A Surge of Creativity, A Battle of Words
It’s been almost two weeks since my last blog post, and so much has happened that I don’t even know where to start. The days have been filled with creativity, emotions, decisions, and hard work—both in my personal life and in my writing. And even though it feels overwhelming at times, I can’t help but be proud of myself.
My Fantasy Book: A Journey Taking Shape
My book—my fantasy story—is going really well. As of today, I have 262 pages, and it’s truly becoming the story I always envisioned. Every twist, every moment, every revelation feels carefully placed, and I’ve been brainstorming like crazy to make sure it all fits together the way I want it to. Writing this book hasn’t been easy, but it has been rewarding. There are parts that are extremely important to the plot, parts that hold so much weight that I’ve had to sit down and think for hours before putting them into words. But when they finally click, when they finally feel right, the satisfaction is indescribable.
I always knew this story would be something I poured my heart into, but I didn’t expect it to become this personal. It’s more than just a fantasy; it’s a world I’ve built from my emotions, a place where I can channel my thoughts, fears, and hopes. And watching it unfold—watching it grow into something bigger than I ever imagined—is a feeling I can’t even describe.
A Book for My Father: The Hardest Decision
Not long ago, I made a difficult decision: to write my book for my father in English. This was not an easy choice. Writing about something so deeply personal in a language that is not my native tongue felt unnatural at first. It felt like I was stripping my words of their rawest form, of the way I have always thought and felt.
But when I started writing, I realized something. As much as I love my language, as much as it carries weight and emotion for me, English allows me to shape my thoughts in a way that feels right for this book. Romanian is beautiful, but I struggled to make my emotions feel as powerful as I wanted them to be. And so, I switched. And honestly? I think I did the right thing.
Even though I’ve only written three chapters, they carry so much of me. They are short, but they are filled with meaning. And now I find myself at a crossroads: should I merge them? Should I leave them as they are? Writing this book is incredibly hard, not because I lack the words, but because I feel too much. My motivation, my ideas, my passion—everything is so much bigger than the words I manage to put on the page. It’s frustrating at times, but I know that every word, no matter how slow, is worth it.
Returning to Wattpad After 12 Years
And because apparently, I can’t stop creating, I’ve decided to return to Wattpad after 12 years. It’s surreal to think about how long it’s been since I last wrote something there. But now, I’m back, and I’m writing another fantasy story—one that I think will be shorter and updated weekly.

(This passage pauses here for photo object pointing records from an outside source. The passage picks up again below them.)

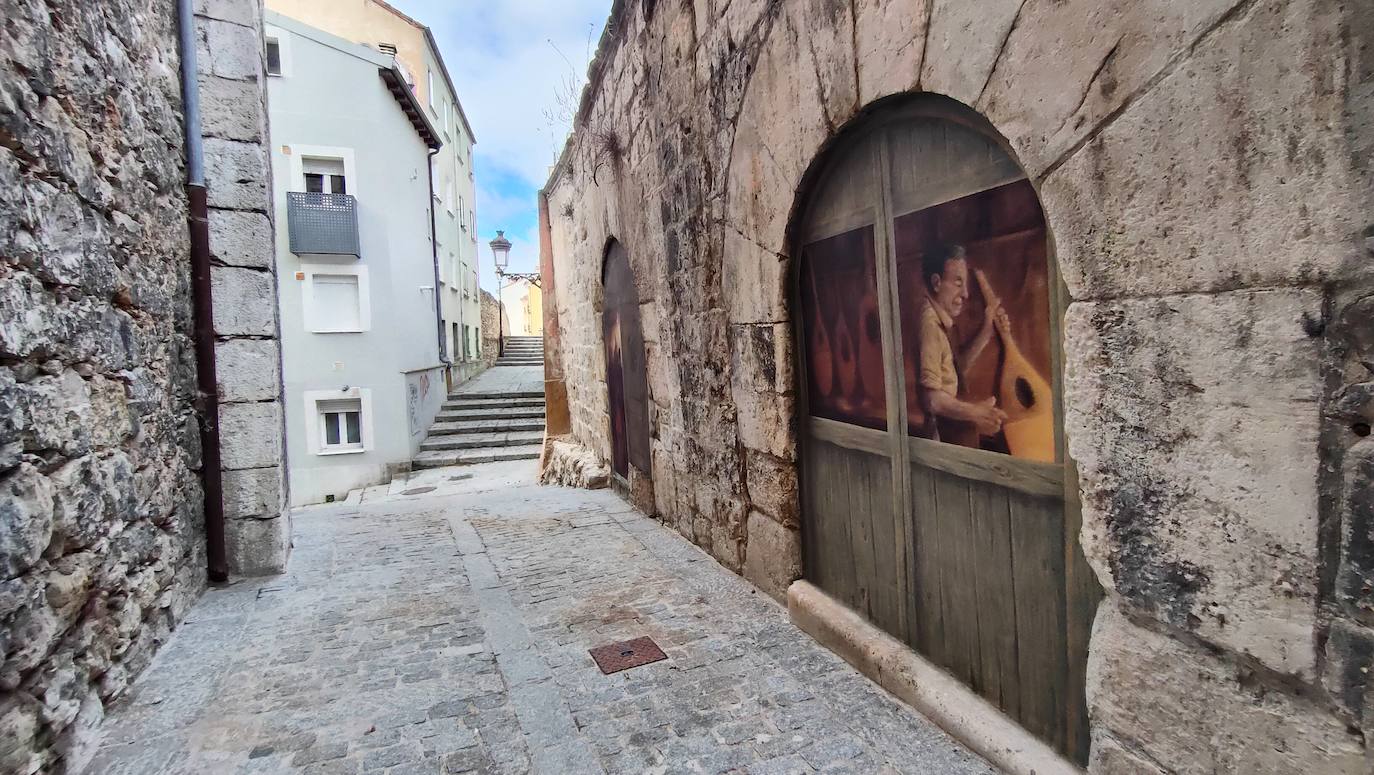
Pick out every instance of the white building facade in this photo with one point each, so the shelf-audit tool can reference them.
(362, 340)
(385, 29)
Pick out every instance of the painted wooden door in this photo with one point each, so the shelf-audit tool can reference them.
(627, 379)
(937, 496)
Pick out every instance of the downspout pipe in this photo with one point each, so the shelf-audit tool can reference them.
(438, 298)
(208, 390)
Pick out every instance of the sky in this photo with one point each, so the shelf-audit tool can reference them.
(511, 61)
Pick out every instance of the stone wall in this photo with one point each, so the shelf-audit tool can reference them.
(1204, 168)
(232, 81)
(102, 543)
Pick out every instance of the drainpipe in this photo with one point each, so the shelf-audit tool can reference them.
(438, 300)
(208, 392)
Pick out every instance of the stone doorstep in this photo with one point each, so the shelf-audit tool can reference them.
(489, 412)
(473, 456)
(481, 440)
(495, 403)
(460, 395)
(911, 678)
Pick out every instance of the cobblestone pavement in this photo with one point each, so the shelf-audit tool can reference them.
(447, 631)
(504, 379)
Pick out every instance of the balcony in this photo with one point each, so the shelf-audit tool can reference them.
(322, 223)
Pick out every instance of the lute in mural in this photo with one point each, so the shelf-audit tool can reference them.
(1022, 392)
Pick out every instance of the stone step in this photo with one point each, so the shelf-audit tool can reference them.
(509, 412)
(473, 456)
(491, 403)
(478, 440)
(463, 395)
(487, 426)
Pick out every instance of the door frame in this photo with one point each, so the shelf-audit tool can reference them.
(1080, 584)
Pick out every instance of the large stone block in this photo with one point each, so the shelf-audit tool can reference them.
(253, 492)
(245, 302)
(248, 370)
(242, 238)
(772, 555)
(228, 109)
(228, 50)
(963, 43)
(891, 37)
(772, 487)
(1202, 184)
(257, 547)
(1194, 423)
(25, 520)
(235, 175)
(250, 434)
(1066, 66)
(1200, 715)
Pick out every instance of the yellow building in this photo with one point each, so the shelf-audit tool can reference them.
(522, 309)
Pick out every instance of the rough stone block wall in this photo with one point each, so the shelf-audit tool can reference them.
(102, 543)
(1205, 172)
(232, 81)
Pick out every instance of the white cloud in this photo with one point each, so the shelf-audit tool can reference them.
(506, 72)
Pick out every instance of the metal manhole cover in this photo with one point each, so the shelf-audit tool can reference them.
(625, 654)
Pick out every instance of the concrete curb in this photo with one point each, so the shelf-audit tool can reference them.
(919, 683)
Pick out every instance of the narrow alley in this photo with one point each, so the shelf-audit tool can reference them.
(443, 624)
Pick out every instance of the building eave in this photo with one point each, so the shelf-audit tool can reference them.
(406, 98)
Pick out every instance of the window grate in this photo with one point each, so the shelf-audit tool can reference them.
(322, 223)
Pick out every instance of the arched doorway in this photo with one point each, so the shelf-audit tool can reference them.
(627, 381)
(937, 496)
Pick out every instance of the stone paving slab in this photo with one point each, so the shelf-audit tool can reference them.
(449, 632)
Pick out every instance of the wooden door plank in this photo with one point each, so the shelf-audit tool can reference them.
(996, 595)
(926, 616)
(860, 529)
(992, 467)
(1038, 573)
(956, 577)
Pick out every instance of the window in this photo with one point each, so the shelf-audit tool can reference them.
(324, 176)
(276, 44)
(274, 57)
(338, 422)
(341, 425)
(337, 300)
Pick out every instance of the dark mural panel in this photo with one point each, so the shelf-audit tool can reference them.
(974, 296)
(841, 330)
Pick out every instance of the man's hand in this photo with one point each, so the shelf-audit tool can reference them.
(988, 417)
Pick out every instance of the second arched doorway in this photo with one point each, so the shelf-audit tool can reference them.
(627, 381)
(937, 495)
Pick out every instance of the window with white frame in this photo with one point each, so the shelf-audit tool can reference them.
(276, 44)
(338, 422)
(323, 176)
(340, 425)
(337, 300)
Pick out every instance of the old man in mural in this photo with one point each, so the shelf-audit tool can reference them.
(944, 360)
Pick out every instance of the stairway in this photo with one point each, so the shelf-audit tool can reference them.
(498, 415)
(522, 351)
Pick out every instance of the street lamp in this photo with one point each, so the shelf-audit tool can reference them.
(502, 256)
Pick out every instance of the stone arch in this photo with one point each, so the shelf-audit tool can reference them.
(627, 379)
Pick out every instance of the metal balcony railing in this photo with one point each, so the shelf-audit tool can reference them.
(322, 223)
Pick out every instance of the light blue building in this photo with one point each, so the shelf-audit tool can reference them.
(351, 146)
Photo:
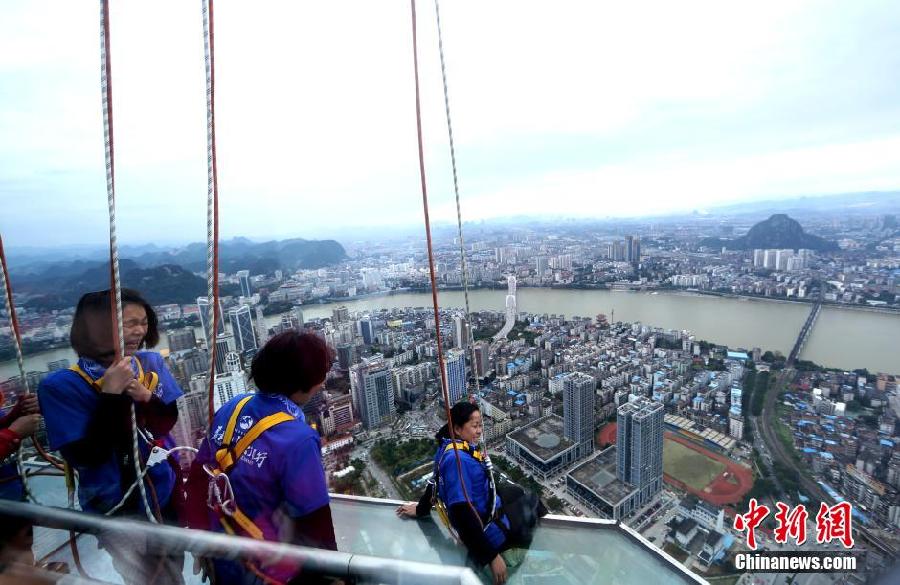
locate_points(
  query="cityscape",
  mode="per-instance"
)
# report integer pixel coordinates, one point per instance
(658, 428)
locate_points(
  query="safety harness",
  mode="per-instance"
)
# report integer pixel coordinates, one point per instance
(220, 497)
(150, 380)
(436, 480)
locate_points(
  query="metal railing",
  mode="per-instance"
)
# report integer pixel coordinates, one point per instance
(162, 539)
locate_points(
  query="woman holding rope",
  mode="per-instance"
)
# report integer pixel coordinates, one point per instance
(86, 409)
(464, 493)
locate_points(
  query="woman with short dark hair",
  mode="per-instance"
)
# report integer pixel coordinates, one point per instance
(277, 478)
(488, 519)
(87, 413)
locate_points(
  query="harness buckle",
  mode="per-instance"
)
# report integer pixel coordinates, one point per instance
(220, 496)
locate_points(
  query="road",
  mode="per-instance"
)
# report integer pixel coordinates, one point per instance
(382, 478)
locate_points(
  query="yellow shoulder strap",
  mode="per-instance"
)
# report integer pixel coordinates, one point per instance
(227, 457)
(95, 384)
(232, 421)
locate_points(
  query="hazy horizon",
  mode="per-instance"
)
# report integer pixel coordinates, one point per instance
(575, 111)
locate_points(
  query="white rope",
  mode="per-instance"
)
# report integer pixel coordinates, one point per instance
(20, 466)
(113, 241)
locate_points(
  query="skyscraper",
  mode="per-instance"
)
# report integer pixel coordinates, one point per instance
(372, 390)
(339, 315)
(224, 345)
(262, 330)
(578, 411)
(482, 359)
(639, 446)
(181, 339)
(244, 278)
(206, 316)
(367, 330)
(636, 250)
(460, 332)
(242, 328)
(227, 386)
(298, 316)
(455, 368)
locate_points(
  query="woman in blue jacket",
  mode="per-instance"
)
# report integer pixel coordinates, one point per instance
(87, 413)
(487, 522)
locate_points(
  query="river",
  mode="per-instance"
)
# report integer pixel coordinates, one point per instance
(842, 338)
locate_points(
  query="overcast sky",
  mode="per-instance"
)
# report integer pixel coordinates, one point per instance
(559, 108)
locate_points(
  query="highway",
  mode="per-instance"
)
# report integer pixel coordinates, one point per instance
(766, 425)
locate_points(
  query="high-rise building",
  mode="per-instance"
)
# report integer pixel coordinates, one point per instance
(244, 278)
(262, 329)
(298, 316)
(224, 345)
(345, 355)
(192, 417)
(781, 259)
(455, 368)
(57, 365)
(181, 339)
(340, 315)
(636, 250)
(639, 446)
(242, 328)
(339, 414)
(759, 258)
(206, 318)
(736, 397)
(460, 332)
(736, 426)
(227, 386)
(482, 359)
(233, 362)
(372, 389)
(367, 330)
(578, 411)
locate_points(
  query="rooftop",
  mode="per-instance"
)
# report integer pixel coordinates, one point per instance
(598, 474)
(565, 550)
(544, 437)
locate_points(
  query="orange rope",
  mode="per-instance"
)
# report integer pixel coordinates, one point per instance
(437, 318)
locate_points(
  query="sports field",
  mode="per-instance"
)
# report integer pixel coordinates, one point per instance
(688, 466)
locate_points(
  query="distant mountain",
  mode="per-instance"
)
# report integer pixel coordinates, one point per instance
(259, 258)
(168, 283)
(779, 231)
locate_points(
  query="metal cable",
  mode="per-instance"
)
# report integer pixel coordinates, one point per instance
(470, 338)
(116, 297)
(212, 202)
(437, 318)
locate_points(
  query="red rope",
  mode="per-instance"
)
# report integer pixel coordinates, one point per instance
(214, 302)
(117, 342)
(437, 318)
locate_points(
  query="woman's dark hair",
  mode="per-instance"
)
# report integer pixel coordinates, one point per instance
(459, 416)
(291, 361)
(97, 307)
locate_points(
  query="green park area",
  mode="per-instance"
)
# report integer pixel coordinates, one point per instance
(688, 466)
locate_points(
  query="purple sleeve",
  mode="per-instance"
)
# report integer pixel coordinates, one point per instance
(303, 477)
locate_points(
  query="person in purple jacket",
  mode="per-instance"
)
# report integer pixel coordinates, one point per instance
(278, 481)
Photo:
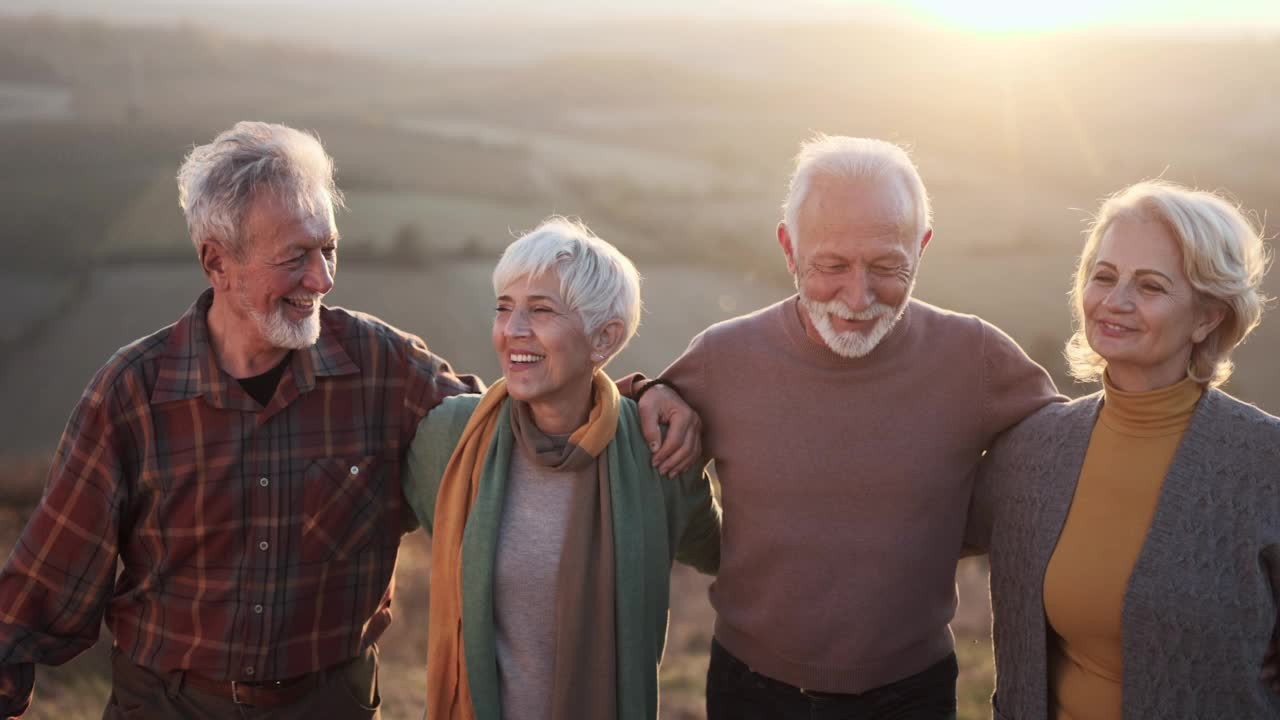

This project is something I’m also really excited about. I love how it started, I love where it’s going, and I love that I get to share it with others as it unfolds. Writing a book is one thing, but sharing it in real time, watching people react to it as it grows—that’s something entirely different. And it’s something I didn’t realize I missed.
I don’t know what’s happened to me these past few months. Maybe it’s because I’ve suppressed this part of me for so long that now it’s all rushing to the surface at once. And honestly? It’s a lot. It’s overwhelming. It’s hard to deal with this much creativity, this much emotion, this much drive all at the same time. But at the same time, it feels right.
Creativity Has Always Been a Part of Me
I’ve always been a creative person. Ever since I was little, I had an affinity for things that required imagination. I can’t draw, I can’t paint, but I have always been good with words. I’ve always had this ability to take what I see, what I feel, and turn it into something.
And now, it’s like I’m rediscovering that part of myself all over again.
Balancing It All: Work, Writing, and Life
It’s been a while since I last wrote here, but that’s mostly because work has been hectic. Not in a bad way, though—actually, things are going really well. I love what I do, and it’s been nice to have something stable to focus on amidst all the chaos of my creative mind.
Right now, everything in my life is moving in a direction I’m happy with. My writing, my work, my personal life—they’re all demanding, they all require effort, but for the first time in a long time, I feel like I’m handling things well. I’m not drowning. I’m not suffocating. I’m moving forward, step by step, and I actually like where I’m going.
So, here’s to this journey. To writing. To creating. To finding myself again in the words I put on the page.
And to wherever this path takes me next.